Although corals are considered one of the earliest, most primitive animal groups on the planet, the stony corals that grace our reef aquariums with color and vibrance actually arose later than some of us have been led to believe.
It is widely accepted that our ocean’s corals have been derived from sponge-like ancestors; however, the first “corals” to be derived from these sponge-like ancestors are not the ones we see in our reef aquariums.
Roughly 500 million years ago in the Ordovician period (see table to the left), two orders of stony corals arose. These groups are known as Rugosa and Tabulata.
Soon after these two groups of corals arose from their presumably spongy ancestors, they attained prominence in our oceans and helped construct reefs with the help of their stable, calcite-based skeletons.
These corals maintained their oceanic dominance until the mysterious Permian – Triassic extinction, which is thought to have been responsible for their demise. If these two groups abruptly became extinct, leaving our planet virtually devoid of corals, how do living coral species exist on earth today?
Several millions of years into the Triassic period, another group of corals arose. Since Tabulata and Rugosa are thought to have already become extinct at this point, many paleobiologists hypothesize that this new group of corals had not been derived from one of these extinct groups, but came from sponge-like ancestors, just as the two extinct groups did during the Ordovician period. This hypothesis; however, has been countered by recent findings of fossil corals that host features of both Rugosa and the new group – Scleractinia. This suggests the possibility that Scleractinians – the corals that populate our planet today, may have been derived from ancient Rugosa corals.

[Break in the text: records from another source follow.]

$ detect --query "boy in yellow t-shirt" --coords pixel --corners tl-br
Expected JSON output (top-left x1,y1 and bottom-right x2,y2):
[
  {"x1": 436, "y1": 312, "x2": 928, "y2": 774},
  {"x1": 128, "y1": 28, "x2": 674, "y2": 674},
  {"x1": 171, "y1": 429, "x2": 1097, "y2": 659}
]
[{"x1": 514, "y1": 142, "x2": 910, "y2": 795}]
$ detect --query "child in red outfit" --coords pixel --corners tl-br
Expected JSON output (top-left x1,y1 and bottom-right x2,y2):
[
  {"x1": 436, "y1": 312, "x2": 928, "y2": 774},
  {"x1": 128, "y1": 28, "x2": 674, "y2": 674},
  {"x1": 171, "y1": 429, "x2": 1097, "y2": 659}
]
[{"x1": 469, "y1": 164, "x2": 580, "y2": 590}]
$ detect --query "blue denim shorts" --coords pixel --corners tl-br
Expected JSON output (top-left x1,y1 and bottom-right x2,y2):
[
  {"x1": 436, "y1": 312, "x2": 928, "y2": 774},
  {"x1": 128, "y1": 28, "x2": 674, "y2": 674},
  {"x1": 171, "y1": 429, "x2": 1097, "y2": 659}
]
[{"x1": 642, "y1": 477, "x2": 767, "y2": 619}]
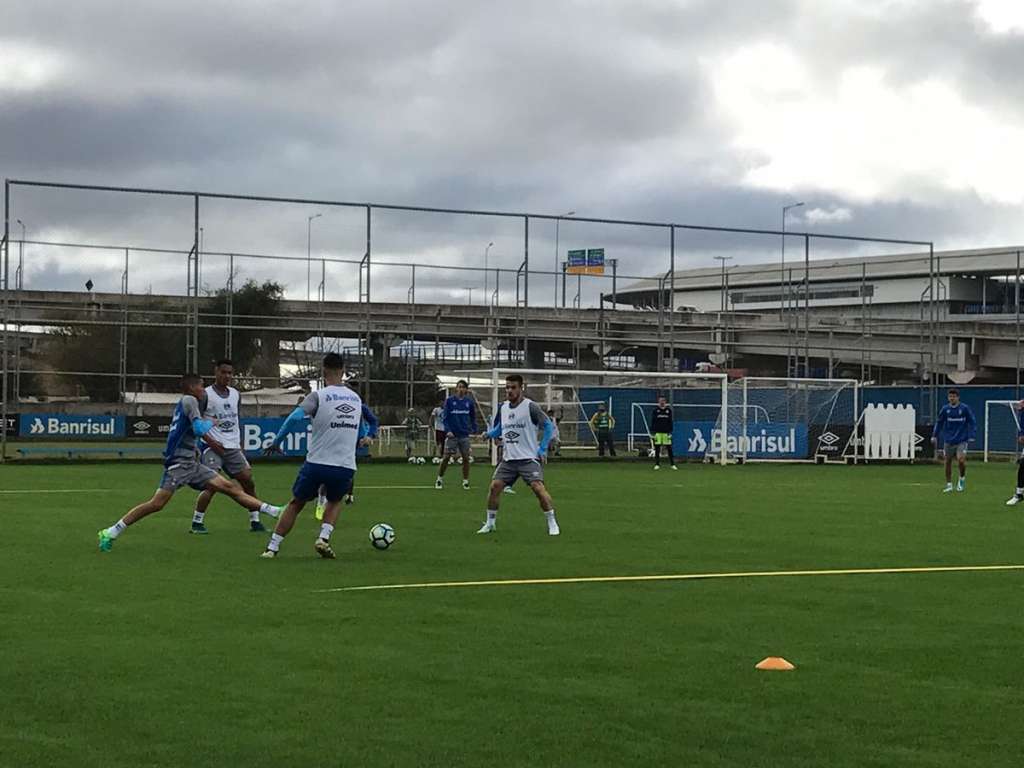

There are some major flaws with this post. First, corals are not “derived from sponges”; this is a complete misunderstanding of how the process of evolution works to create new species and groups. While sponges have generally been considered the most primitive multicellular animals, they are their own unique monophyletic branch. They do, at some point in their evolutionary history, share a common ancestor with corals… just as they do with anything else on this planet. To wit, corals did not evolve from sponges. There is also an increasing amount of data that indicates that ctenophores may actually be the most basally diverging branch of multicellular animal life. Sponges are now known to possess genes used in the formation of nervous tissue, meaning that their seemingly simple bodyplan is due to a reversal of the ancestral condition.
http://whyevolutionistrue.wordpress.com/2013/12/20/the-outgroup-for-animals-ctenophores/
Furthermore, there is now thought to be a direct link between the rugosan corals to modern scleractinia. The three characters that separated these groups (aragonitic vs calcitic skeletons, serial vs cyclic septal insertion patterns, and the triassic fossil gap) have been bridged with new findings. The scleractiniomorph corals (e.g. Numidiaphyllum, Kilbuchophyllia) show intermediate forms between rugosa and scleractinia, and the fossil gap is now presumed to indicate a period of skeletal loss.
http://www.biomedcentral.com/1471-2148/11/316
Thanks for the suggestions, Joe. I have since edited this article. Enjoy your weekend.
One final quibble: the common ancestor of sponges and cnidarians (and placozoans) would not have been “spongy”, but rather would have resembled the common larval form of a ciliated or flagellated sphere. Consider the cnidarian planula, poriferan parenchymella, and placozoan and you can get a rough idea of what the common ancestor would look like. Ontogeny recapitulates phylogeny. Cheers.